Change-point detection and multi-expert retention: strict performance safety in non-stationary environments is enforced by maintaining a catalog of per-environment experts and controlling exploration phases, with bounded regret under fallback heuristics (Hamadanian et al., 2022).
Trust-region/surrogate objectives: PPO-style clipped losses and KL constraints prevent catastrophic policy drift during test-time adaptation (Liu et al., 11 Jan 2026).
Real-time thread separation: parallelism in rtmba ensures all inferences meet latency and real-time actuation windows (Hester et al., 2011).

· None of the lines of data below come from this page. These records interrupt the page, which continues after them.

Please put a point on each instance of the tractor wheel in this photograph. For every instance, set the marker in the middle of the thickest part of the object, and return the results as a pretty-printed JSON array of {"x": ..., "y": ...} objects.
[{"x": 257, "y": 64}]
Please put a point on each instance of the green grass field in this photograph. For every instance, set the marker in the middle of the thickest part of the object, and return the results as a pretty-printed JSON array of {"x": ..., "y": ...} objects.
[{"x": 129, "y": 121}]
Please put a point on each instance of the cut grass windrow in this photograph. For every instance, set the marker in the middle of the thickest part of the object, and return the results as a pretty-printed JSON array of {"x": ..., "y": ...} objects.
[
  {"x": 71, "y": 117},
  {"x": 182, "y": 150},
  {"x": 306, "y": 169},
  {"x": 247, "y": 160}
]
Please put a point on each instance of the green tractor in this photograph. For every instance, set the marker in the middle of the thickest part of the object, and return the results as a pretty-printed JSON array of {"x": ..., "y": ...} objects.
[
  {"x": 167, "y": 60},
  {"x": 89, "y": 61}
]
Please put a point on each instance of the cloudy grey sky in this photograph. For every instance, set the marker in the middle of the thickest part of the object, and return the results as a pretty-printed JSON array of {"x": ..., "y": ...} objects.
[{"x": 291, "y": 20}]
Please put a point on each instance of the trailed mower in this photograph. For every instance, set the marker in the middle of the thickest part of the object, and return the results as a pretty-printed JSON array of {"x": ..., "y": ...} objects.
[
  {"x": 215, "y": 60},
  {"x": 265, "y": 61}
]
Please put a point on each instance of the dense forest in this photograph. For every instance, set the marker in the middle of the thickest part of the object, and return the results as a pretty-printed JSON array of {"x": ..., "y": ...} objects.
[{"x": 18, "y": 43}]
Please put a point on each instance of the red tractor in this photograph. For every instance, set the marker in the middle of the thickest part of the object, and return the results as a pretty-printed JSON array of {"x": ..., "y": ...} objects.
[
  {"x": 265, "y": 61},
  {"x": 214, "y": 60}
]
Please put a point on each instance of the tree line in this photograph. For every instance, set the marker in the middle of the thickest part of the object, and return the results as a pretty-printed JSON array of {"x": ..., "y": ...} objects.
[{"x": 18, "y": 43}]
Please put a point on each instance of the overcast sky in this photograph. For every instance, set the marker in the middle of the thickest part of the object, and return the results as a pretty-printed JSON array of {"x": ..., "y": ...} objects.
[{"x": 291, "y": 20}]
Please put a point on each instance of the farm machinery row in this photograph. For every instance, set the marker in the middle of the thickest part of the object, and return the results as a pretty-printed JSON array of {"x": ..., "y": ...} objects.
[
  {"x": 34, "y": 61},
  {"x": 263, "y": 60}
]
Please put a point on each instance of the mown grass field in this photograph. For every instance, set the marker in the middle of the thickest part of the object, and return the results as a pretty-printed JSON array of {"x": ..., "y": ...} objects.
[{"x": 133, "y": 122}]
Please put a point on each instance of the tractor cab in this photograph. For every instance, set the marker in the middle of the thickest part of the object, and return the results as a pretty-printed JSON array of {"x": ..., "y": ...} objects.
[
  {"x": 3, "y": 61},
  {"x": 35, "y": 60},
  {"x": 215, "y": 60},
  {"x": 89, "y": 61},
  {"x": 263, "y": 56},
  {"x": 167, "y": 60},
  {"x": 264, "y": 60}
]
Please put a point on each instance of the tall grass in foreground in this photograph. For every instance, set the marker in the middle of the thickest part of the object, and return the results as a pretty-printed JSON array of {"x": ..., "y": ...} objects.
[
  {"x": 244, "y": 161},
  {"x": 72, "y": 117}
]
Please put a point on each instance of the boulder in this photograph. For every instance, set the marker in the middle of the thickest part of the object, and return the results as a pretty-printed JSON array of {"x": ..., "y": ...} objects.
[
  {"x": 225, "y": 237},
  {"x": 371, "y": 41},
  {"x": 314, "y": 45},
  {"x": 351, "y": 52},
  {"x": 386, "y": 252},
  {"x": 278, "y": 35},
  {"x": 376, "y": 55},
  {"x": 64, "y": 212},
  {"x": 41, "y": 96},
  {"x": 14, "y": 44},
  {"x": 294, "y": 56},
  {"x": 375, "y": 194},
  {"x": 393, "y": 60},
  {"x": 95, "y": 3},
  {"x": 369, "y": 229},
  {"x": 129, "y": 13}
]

6. Limitations and Future Directions

JitRL frameworks face several open challenges:

Memory and retrieval scaling: As episodic memory grows, efficient retrieval and compression strategies are required for LLM-based JitRL (Li et al., 26 Jan 2026).
Reliance on auxiliary estimators: Test-time RL for robot control is dependent on the quality of dense progress evaluators; incorrect estimation can destabilize adaptation (Liu et al., 11 Jan 2026).
Delayed adaptation in highly non-stationary, multi-agent contexts: Centralized controllers, as in edge inference orchestration, may become bottlenecks or introduce scalability limitations (Mounesan et al., 31 Jan 2025).
Evaluator and similarity metric robustness: Performance depends on the consistency of LLM-based reward evaluators and state abstraction fidelity.
Extension to continuous action/vocabulary spaces: Current JitRL for LLMs is limited to structured, discrete candidate spaces; generalizing to open-ended continuous or compositional action sets remains unresolved.

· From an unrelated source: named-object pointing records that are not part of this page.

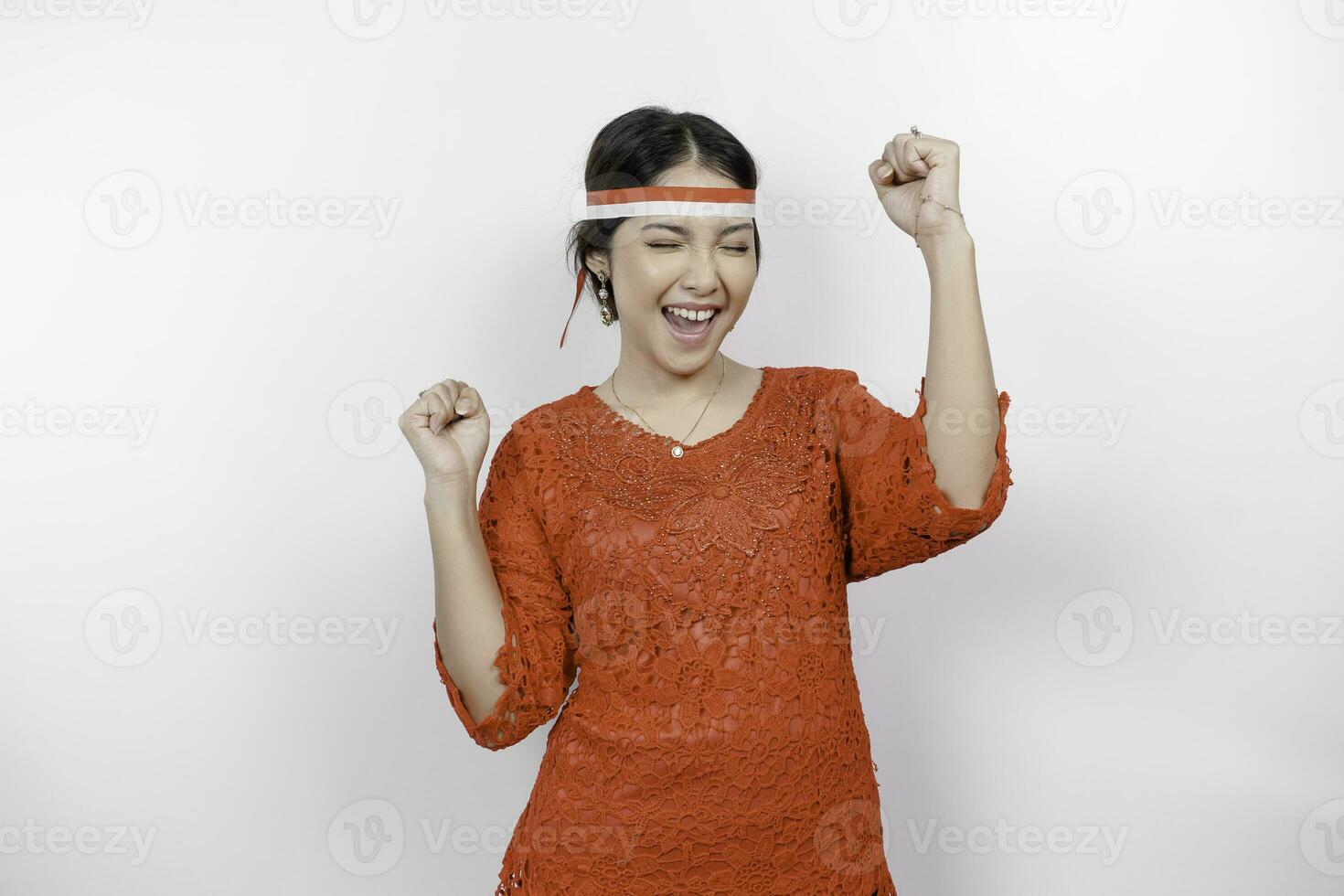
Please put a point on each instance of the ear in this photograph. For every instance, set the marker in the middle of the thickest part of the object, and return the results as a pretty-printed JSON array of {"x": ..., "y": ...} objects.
[{"x": 597, "y": 262}]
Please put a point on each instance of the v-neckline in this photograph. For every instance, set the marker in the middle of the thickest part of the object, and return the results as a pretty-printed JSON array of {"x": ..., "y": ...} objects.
[{"x": 667, "y": 441}]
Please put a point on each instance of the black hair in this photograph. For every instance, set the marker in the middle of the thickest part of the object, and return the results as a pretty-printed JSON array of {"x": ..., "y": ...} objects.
[{"x": 637, "y": 148}]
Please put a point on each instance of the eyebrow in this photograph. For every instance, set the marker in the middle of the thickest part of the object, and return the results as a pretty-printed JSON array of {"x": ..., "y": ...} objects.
[{"x": 683, "y": 231}]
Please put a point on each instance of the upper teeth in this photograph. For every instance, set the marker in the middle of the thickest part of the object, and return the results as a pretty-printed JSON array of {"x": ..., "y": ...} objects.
[{"x": 692, "y": 316}]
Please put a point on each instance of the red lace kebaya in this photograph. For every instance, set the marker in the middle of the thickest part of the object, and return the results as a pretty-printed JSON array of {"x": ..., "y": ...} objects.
[{"x": 715, "y": 741}]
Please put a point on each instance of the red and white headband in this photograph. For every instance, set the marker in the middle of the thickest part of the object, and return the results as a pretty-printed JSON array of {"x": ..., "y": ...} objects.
[{"x": 635, "y": 202}]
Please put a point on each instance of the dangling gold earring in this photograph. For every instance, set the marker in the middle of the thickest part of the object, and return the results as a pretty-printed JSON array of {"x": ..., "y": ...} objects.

Research directions include improved non-parametric memory management, integration with attention-based or learned retrieval, richer safety-aware RL at deployment, and the fusion of JitRL with interpretable policy adjustment and meta-learning frameworks (Li et al., 26 Jan 2026, Liu et al., 11 Jan 2026).

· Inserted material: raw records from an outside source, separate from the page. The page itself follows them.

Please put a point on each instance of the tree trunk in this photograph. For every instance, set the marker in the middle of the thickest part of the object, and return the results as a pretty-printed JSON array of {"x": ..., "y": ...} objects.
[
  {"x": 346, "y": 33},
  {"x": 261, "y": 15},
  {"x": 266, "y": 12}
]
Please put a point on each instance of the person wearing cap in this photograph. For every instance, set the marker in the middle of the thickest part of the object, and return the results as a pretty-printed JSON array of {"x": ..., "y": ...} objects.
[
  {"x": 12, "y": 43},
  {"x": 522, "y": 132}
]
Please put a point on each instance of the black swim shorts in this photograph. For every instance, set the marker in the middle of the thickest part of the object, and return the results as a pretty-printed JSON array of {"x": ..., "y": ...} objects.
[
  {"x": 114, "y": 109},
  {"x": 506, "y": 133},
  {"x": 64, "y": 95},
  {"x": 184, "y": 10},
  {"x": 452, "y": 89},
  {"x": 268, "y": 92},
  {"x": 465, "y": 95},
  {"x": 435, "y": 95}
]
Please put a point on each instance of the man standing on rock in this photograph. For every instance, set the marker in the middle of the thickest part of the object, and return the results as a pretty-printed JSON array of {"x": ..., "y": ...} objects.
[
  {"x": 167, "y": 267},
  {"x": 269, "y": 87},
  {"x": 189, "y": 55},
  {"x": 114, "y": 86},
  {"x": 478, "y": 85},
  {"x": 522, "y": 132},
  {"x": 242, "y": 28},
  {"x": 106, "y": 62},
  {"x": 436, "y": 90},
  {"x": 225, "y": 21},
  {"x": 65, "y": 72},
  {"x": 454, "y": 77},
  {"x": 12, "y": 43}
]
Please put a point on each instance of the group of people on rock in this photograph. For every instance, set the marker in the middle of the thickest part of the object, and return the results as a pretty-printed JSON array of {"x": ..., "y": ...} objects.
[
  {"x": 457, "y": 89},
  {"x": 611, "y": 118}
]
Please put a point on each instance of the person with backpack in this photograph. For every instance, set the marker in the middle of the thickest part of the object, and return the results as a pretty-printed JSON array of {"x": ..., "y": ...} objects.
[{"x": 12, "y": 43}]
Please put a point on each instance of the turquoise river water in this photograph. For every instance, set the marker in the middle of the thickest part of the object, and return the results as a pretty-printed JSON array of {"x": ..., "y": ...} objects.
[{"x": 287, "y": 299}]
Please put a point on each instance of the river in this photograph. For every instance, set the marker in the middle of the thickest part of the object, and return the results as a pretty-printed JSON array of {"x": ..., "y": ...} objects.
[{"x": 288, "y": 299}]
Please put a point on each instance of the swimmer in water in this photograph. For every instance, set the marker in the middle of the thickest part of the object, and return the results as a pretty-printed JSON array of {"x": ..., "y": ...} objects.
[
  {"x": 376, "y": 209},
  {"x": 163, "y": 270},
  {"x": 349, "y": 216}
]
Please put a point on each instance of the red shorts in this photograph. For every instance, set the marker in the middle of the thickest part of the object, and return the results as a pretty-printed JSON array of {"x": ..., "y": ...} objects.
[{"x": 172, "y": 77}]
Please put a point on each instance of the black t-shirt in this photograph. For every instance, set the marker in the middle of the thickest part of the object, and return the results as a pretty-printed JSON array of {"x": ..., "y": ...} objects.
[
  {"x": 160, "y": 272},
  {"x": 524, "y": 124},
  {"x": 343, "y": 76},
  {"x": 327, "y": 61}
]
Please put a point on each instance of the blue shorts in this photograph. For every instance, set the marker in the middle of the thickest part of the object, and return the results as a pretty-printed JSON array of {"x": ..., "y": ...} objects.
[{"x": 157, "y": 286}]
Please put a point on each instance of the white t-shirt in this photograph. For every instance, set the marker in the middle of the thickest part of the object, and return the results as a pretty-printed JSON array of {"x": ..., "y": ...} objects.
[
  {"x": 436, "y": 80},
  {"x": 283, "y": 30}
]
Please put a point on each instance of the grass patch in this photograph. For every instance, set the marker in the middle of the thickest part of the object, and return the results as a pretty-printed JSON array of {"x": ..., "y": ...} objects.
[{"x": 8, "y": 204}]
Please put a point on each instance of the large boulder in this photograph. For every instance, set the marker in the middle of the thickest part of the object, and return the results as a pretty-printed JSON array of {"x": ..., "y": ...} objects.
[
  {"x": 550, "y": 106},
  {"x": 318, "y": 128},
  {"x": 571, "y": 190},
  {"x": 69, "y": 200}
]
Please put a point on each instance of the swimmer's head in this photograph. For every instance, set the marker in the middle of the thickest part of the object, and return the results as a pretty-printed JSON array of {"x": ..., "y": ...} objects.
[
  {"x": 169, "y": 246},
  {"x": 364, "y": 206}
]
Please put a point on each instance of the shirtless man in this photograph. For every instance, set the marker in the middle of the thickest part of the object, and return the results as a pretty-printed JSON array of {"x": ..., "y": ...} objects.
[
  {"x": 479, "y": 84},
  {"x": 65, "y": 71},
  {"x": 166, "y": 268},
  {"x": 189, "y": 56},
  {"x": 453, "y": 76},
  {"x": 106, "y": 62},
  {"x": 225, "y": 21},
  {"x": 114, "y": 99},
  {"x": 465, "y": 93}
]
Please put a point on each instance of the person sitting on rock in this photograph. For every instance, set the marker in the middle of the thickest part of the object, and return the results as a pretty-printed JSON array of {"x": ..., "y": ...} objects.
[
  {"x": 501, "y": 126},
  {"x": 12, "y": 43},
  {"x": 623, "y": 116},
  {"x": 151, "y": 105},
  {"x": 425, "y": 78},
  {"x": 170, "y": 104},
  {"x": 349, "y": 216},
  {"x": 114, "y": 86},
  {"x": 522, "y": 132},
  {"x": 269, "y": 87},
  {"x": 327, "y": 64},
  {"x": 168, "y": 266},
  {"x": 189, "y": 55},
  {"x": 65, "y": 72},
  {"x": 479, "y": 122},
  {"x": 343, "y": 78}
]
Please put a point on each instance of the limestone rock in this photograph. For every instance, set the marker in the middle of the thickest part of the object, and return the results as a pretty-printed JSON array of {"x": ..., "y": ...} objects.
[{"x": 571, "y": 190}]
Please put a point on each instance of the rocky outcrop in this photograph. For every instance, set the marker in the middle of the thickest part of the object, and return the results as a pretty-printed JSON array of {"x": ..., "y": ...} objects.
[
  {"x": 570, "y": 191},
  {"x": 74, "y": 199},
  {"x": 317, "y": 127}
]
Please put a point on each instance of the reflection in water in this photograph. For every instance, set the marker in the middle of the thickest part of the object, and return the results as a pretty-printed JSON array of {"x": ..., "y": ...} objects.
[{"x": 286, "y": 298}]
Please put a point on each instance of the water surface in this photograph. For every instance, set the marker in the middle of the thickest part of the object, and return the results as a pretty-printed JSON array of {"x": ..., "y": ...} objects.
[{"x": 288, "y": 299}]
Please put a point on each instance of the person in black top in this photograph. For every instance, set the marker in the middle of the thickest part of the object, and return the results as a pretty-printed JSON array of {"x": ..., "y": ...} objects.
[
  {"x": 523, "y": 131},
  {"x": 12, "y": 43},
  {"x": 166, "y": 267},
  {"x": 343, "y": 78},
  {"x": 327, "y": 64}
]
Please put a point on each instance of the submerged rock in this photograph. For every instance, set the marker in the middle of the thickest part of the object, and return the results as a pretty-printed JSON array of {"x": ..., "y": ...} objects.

7. Synthesis and Application Domains

JitRL is now applied across a spectrum of domains:

Digital health: Online adaptive intervention selection with safety, robustness to partial observability, and context uncertainty (Karine et al., 2023).
Autonomous robotics: Deployment-ready policy adaptation and real-time control with provable performance and deadlines (Hester et al., 2011, Liu et al., 11 Jan 2026).
Edge computing and AI orchestration: Dynamic, per-slot adaptation of DNN inference graphs in response to bandwidth, energy, and latency constraints (Mounesan et al., 31 Jan 2025).
Software agents and continual learning: Training-free, continual learning in LLM agents for web navigation and sequential decision making (Li et al., 26 Jan 2026).
Non-stationary systems: Robust RL capable of rapid context identification, knowledge retention, and safeguard-enforced exploration in live production systems (Hamadanian et al., 2022).

JitRL thus provides an architectural and algorithmic toolkit for on-the-fly RL adaptation, blurring the boundary between policy deployment and optimization and enhancing agent resilience across real-world tasks.